# [SOLVED] Touchpad not working, showing as PS/2 Generic Mouse

## Nohmayne

Hi all, I'm new to gentoo so please bear with me.

Recently I decided to install gentoo on my laptop which has both a touch screen and a touchpad. I mention this because I have seen this in other posts as being a problem, and it's listed in the arch wiki under the synaptics article (https://wiki.archlinux.org/index.php/Touchpad_Synaptics#Touchpad_detected_as_%22PS/2_Generic_Mouse%22_or_%22Logitech_PS/2_mouse%22).

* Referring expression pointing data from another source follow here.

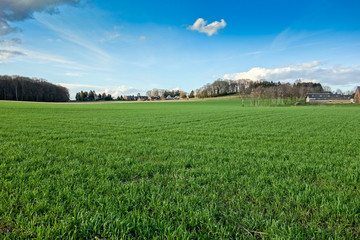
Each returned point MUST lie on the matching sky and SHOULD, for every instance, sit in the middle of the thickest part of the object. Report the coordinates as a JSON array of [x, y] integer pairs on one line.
[[126, 47]]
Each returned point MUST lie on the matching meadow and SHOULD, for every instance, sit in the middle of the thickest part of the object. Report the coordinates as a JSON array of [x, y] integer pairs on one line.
[[179, 170]]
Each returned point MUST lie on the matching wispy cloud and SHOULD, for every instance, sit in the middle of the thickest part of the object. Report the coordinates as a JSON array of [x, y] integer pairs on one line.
[[201, 25], [6, 54], [70, 36], [74, 74], [110, 35], [20, 10], [312, 71], [10, 43]]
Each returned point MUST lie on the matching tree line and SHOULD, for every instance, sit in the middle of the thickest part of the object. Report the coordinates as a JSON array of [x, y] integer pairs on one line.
[[20, 88], [163, 93], [93, 96], [258, 89]]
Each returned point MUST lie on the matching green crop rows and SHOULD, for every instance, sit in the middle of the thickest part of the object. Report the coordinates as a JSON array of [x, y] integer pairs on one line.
[[185, 170]]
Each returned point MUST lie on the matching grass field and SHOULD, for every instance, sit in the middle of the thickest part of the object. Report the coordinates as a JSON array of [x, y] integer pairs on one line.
[[184, 170]]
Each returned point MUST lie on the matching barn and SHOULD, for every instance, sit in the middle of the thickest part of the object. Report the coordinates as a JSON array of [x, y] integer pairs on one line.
[[328, 98]]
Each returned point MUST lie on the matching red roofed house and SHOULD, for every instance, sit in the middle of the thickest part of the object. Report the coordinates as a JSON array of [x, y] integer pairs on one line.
[[357, 95]]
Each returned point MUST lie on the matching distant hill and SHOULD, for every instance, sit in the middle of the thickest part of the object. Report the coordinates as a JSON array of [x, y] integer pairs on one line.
[[19, 88]]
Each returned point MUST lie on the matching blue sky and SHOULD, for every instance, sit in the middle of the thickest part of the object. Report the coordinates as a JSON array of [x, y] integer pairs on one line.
[[125, 47]]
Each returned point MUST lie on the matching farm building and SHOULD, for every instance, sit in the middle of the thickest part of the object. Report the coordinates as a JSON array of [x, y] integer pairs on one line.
[[328, 98], [357, 95]]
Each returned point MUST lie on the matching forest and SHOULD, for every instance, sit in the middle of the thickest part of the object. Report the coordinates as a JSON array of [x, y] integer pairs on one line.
[[19, 88], [259, 89]]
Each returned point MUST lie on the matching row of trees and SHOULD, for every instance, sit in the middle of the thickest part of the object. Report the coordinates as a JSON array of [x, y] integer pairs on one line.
[[163, 93], [258, 89], [92, 96], [19, 88]]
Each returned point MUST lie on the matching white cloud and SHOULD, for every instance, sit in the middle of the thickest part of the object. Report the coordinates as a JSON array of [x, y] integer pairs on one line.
[[201, 25], [10, 43], [73, 74], [73, 37], [311, 71], [6, 54], [19, 10], [109, 36]]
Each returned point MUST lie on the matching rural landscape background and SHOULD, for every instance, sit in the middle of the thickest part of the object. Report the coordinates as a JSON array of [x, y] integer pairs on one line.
[[179, 120]]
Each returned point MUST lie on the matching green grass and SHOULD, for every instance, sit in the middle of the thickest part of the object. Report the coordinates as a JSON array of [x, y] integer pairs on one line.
[[179, 170]]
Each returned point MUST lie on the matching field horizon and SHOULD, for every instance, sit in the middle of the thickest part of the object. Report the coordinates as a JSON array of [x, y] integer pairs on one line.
[[188, 170]]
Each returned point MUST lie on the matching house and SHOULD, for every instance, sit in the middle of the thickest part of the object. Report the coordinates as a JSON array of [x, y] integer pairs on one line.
[[357, 95], [328, 98]]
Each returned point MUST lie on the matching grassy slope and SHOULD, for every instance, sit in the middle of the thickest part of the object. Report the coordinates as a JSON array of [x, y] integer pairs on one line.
[[209, 169]]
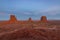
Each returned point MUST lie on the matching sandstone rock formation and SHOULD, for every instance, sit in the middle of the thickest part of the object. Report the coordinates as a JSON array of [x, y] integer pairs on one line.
[[43, 19], [30, 20], [12, 19]]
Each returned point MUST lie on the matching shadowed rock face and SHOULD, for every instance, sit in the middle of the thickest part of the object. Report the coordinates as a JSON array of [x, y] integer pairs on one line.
[[43, 19], [12, 18]]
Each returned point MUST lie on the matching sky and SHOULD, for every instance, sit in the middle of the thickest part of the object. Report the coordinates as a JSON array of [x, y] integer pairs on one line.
[[23, 9]]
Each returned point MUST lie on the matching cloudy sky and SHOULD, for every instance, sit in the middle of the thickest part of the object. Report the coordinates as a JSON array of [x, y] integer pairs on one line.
[[23, 9]]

The touchpad does not respond to any input (clicking, swiping, scrolling, etc.).

I've tried all of the solutions I've seen online so far to no avail, including enabling different kernel drivers, using libinput/synaptics/evdev/mouse/other in my /etc/portage/make.conf under the INPUT_DEVICES variable, and setting the drivers for the X server manually to either synaptics or libinput.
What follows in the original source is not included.